Not Another 5G Headline

In the telecommunications world, whenever an increasing numeric value precedes the letter “G” you can bet there will be no shortage of buzz on the topic. Starting with the days of 3G, then 4G and now 5G, each iteration has created a dust cloud of information that can seem impossible to navigate.

As with any standard created by 3GPP (a collaboration between seven telecommunications standards associations), the documentation contains multiple pages and releases of technical terms and acronyms. When spoken, you might get the impression you are in the world of rocket scientists rather than everyday cell phone users.

But putting aside the technical soup of dBs, watts, and GHz, 5G is really quite simple. Here are the major highlights of the next generation telecommunications standard as we see it and how it will affect the mobile wireless experience.

More Transmitters, More Antennas

5G will be focused mainly on preparing the mobile telecommunications network to handle the never-ending flow of data, both from people and machines. People have already demonstrated a 6x increase in data consumption via their smart devices since 2015. This multiplier will increase to 16x by 2021. Add to the mix the forthcoming wave of connected cars, IoT devices and short-wave frequencies and very quickly, the existing infrastructure becomes inadequate.

5G networks will be focused on increasing the number of wireless transmitters and equally the number of antennae a wireless device can access. Some industry experts estimate a wireless operator’s transmitter count could increase 60x.

The days of 200-foot-high cell sites and large broadcast sites are gone. Expect to see more transmitters and antennas connected to the sides of buildings, on telephone and utility poles and on street furniture. The goal is to provide signals closer to mobile devices and thereby provide better signal quality. In the 5G world, this density effort is called “UDN” for ultra dense network.   

Larger Data Pipes

Backhaul standards for 3G were about 50-100 Mbps and for 4G, 100-200 Mbps. The standard for 5G will jump to about 1Gbit/sec at the network edge, as the flow of data grows exponentially. Many wireless network operators are already making provisions to upgrade existing nodes in their network but also setting a standard for all new nodes to meet this requirement. As data consumption increases, so does the need for data pipes that carry all this information. By making just this change, an operator can claim they are 5G compliant.

Greater Efficiency

The 3GPP specification for 5G (Release 15 and Release 16) includes several concepts already in 4G networks but adds standards that offer greater efficiencies and other improvements. At the core of each network is the EPC, a combination of hardware and software designed to handle all the decision-making, switching, prioritization, etc. As reliance on the wireless network increases, the EPC must be able to handle more transactions and general requests. With 5G development, the EPC becomes more efficient and, ultimately, more robust and reliable in handling these requests and the onslaught of 1’s and 0’s.

New Spectrum

5G also means new spectrum.
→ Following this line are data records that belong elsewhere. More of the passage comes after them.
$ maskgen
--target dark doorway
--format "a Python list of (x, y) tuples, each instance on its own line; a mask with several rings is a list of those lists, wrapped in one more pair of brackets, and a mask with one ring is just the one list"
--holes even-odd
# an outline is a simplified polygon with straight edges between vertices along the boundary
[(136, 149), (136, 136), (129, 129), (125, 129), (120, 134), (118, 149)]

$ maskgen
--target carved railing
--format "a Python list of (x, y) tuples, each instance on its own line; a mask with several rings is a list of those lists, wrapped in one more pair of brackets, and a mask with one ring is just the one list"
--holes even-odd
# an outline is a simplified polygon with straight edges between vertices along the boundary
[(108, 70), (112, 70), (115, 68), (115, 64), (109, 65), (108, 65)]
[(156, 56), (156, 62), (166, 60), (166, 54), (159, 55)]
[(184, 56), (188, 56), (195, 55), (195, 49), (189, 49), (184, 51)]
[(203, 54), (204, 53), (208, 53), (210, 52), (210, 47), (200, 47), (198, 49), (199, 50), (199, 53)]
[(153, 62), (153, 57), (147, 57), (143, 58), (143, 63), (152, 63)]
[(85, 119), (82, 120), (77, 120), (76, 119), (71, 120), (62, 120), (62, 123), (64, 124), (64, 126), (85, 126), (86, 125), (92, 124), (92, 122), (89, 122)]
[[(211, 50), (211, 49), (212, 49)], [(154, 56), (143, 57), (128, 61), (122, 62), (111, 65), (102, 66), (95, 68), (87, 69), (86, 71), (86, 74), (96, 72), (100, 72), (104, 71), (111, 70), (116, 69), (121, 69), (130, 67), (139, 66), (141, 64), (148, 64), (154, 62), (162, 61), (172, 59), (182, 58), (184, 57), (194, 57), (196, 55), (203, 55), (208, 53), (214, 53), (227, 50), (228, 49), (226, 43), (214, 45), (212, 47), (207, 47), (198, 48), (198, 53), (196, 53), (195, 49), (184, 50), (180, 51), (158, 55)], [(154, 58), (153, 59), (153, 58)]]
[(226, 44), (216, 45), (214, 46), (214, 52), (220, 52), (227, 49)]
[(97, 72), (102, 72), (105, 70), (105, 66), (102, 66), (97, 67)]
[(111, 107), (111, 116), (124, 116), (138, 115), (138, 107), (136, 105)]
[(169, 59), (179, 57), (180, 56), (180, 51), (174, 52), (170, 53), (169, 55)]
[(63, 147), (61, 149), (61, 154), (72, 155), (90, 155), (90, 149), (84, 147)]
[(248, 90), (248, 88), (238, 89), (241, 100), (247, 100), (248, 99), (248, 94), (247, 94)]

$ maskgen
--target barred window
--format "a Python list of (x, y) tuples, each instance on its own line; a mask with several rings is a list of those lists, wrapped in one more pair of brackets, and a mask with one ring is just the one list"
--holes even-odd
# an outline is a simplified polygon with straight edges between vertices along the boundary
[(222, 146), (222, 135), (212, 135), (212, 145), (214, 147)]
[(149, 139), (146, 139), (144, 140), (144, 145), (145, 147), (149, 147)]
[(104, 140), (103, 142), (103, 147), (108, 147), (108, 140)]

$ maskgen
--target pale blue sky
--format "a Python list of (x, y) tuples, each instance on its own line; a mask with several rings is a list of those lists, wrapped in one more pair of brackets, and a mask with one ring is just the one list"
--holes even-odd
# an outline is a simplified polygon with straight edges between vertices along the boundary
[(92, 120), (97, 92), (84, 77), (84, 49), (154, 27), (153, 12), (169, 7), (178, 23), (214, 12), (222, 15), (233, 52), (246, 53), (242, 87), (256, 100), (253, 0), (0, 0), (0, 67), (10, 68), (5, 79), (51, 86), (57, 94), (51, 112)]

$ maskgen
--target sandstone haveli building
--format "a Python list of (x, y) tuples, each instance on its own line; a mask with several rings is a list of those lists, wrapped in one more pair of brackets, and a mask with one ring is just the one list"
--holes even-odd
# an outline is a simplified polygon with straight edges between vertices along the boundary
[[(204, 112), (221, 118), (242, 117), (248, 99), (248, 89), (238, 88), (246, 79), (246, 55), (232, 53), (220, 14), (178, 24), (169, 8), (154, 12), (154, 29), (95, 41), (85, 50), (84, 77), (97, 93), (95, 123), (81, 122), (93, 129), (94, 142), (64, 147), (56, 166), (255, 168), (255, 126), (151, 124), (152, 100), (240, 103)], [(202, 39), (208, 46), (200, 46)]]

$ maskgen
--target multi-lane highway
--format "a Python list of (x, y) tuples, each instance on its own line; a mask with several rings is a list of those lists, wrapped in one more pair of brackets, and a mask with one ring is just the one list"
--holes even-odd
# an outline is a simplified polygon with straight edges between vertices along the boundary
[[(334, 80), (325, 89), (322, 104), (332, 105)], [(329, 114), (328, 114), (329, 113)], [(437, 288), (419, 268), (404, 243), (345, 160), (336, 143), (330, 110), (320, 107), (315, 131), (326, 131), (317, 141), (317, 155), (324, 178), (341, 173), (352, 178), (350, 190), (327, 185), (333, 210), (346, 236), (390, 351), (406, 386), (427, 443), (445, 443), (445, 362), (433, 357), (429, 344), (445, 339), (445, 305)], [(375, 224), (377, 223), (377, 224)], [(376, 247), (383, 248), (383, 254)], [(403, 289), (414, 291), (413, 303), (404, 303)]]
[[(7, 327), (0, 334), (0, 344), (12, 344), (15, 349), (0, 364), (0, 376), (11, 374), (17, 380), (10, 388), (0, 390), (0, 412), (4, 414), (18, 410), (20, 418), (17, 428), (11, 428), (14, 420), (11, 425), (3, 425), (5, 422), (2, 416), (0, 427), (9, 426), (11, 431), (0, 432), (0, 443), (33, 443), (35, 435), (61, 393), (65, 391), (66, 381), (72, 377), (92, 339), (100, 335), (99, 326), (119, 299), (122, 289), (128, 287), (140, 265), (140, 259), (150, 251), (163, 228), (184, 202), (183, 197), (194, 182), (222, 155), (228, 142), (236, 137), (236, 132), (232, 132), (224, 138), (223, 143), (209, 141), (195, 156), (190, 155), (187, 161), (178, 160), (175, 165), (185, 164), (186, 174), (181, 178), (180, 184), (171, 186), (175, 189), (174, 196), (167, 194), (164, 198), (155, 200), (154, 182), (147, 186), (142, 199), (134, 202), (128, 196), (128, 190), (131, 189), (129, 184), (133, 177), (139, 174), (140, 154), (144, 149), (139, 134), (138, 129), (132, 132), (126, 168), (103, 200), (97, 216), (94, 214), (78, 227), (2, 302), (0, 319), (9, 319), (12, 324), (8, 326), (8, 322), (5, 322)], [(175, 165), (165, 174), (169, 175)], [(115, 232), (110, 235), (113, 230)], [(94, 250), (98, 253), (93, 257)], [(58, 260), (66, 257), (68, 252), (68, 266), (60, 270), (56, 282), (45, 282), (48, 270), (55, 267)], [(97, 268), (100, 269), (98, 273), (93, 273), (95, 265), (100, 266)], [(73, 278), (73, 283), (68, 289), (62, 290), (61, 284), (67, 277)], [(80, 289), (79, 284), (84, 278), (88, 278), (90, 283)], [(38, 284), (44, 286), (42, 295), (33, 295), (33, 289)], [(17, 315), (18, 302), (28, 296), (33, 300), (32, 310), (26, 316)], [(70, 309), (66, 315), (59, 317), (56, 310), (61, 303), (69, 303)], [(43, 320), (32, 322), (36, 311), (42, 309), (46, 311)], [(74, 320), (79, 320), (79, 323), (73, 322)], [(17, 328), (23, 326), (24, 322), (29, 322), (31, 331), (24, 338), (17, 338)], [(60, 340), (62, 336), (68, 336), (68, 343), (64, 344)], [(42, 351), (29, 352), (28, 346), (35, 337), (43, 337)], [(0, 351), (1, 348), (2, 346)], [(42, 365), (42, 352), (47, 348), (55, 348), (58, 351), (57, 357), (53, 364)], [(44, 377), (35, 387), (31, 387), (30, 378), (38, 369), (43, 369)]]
Today’s networks run on frequencies ranging from 698-2500MHz. 5G will be introducing new spectrum in the high 24-100 GHz range. These frequencies have typically been used for millimeter wave (mmWave) technologies. While these frequencies do not travel as far and are less effective at providing coverage inside buildings, they provide significant improvement in throughput.

Expect the adoption of mmWave to take more time compared to some of the other key elements of 5G. mmWave has not been extensively used in mobile networks nor do existing devices support these frequencies. Trials with these new frequencies are ongoing; however, the spectrum needs to be cleared and made available for use.

Smartphone and IoT device OEMs will need chips to support these frequencies and component manufacturers will need to start making components that support these non-traditional frequencies. This is a large ecosystem that will take time to mobilize (no pun intended).    

What does all this mean for in-building networks?

Indoor cellular networks, or DAS, have long been a solution to provide mobile coverage indoors and 5G will continue to drive this need for several reasons. For one, the use of mmWave in the macro network will not provide connectivity to the indoors. Add to this challenge the increasing number of users and devices operating indoors and the increasing signal-to-noise ratio requirements, and it’s clear that indoor DAS networks will play a key role in the network density concept and 5G rollout.

Conclusion

5G is the next step in handling mobile devices and traffic, but contrary to what you may have heard, it’s not revolutionary. Instead, 5G is about greater network density, larger bandwidth handling, more efficient processing and more connectivity in denser locations, including indoors. These concepts won’t all be available on day one, but will gradually roll out over the next two to four years. If 3G and 4G networks have been any indication, the ecosystem will mature quickly but this will still take time. If only 5G networks could speed up time.